A U.S. Army helicopter taking off from Forward Operating Base Shindand, Afghanistan, Oct. 3, 2012. (Photo: DoD/public domain)

A U.S. Army helicopter taking off from Forward Operating Base Shindand, Afghanistan, Oct. 3, 2012. (Photo: DoD/public domain)

The public should expect more U.S military casualties in Afghanistan, the top commander of the North Atlantic Treaty Organization (NATO) recently warned, in the latest sign that, despite U.S. claims, the war is not actually over.

"All of us as commanders have reminded our senior leadership ... the war in Afghanistan has not ended, [just] the combat mission for NATO," General Philip Breedlove told Stars and Stripes, according to an article published Thursday.

"It’s hard to say, but we are going to continue to have [U.S.] casualties" in Afghanistan, Breedlove continued, according to journalist Carlo Munoz. "It is going to be unavoidable."

Meanwhile, Afghan society continues to pay a steep price for U.S.-led war and occupation of Afghanistan, which has been waged over 13 years and counting.

The United Nations Assistance Mission in Afghanistan (UNAMA) reports that 2014 was the deadliest year for Afghan civilians since the global body began making such reports in 2009. Civilian casualties overall were up 19 percent from 2013, rising to 33 percent among children, UNAMA reports.

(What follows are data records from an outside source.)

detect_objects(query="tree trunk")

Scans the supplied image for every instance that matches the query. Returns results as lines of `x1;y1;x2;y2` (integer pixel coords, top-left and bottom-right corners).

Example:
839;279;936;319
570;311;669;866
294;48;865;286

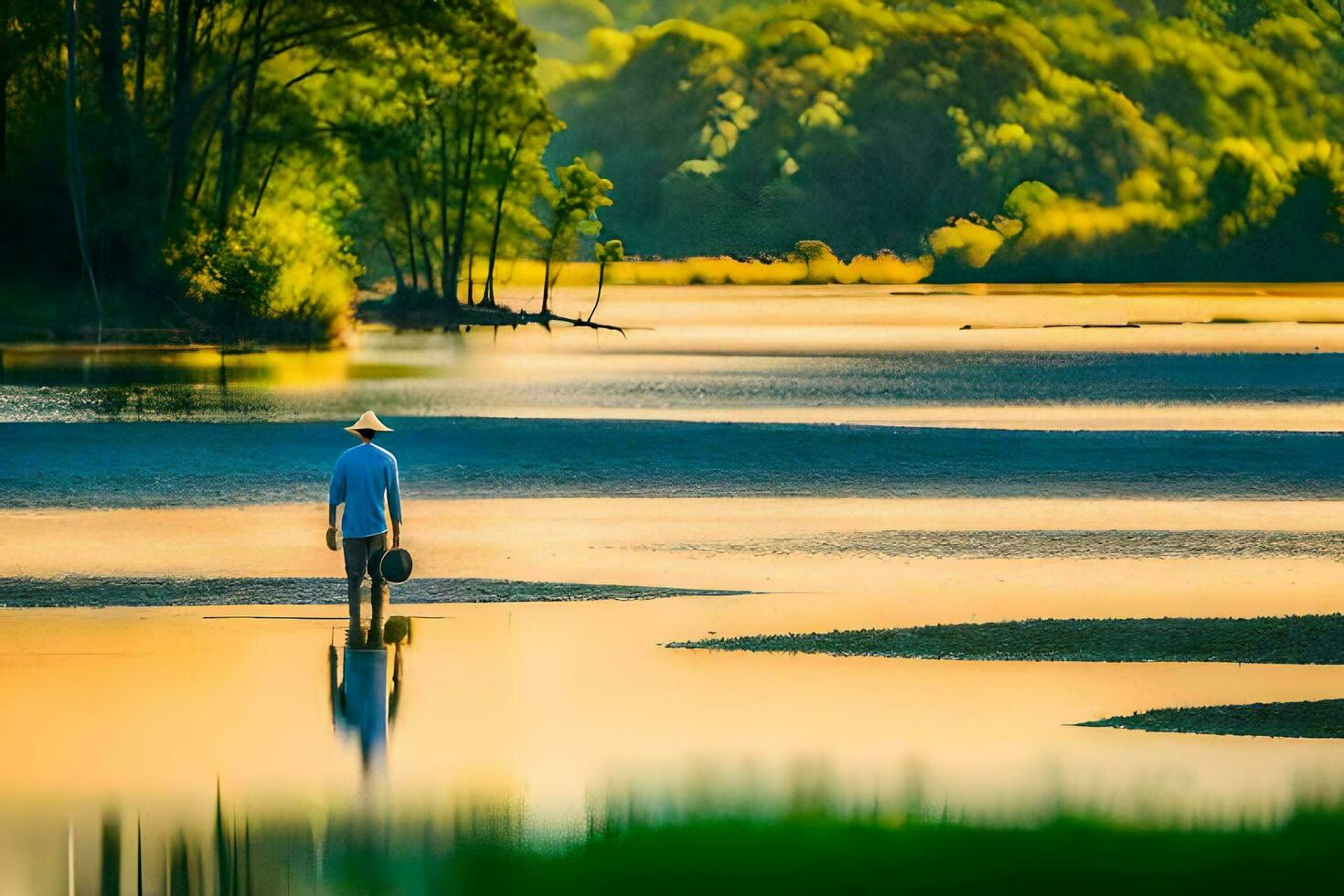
252;144;283;218
134;0;149;123
435;112;457;305
541;235;560;315
164;0;199;227
380;234;406;294
220;0;266;221
66;0;102;346
97;0;126;123
0;71;9;175
587;261;606;320
443;88;484;308
397;188;420;292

These numbers do not include the impact of social upheaval, mass displacement, poverty, and starvation on the Afghan population.

Breedlove's statements come amid fresh revelations that the Obama administration still considers Afghanistan an "area of active hostilities" and therefore has determined that drone reforms ostensibly aimed at reducing civilian deaths do not apply in the country.

Furthermore, they follow numerous Obama administration maneuvers to prolong the war, including the signing of the Bilateral Security agreement with Afghanistan, which extends U.S. presence at least another decade, and the passage of an order authorizing a more expansive U.S. military mission at least through this year.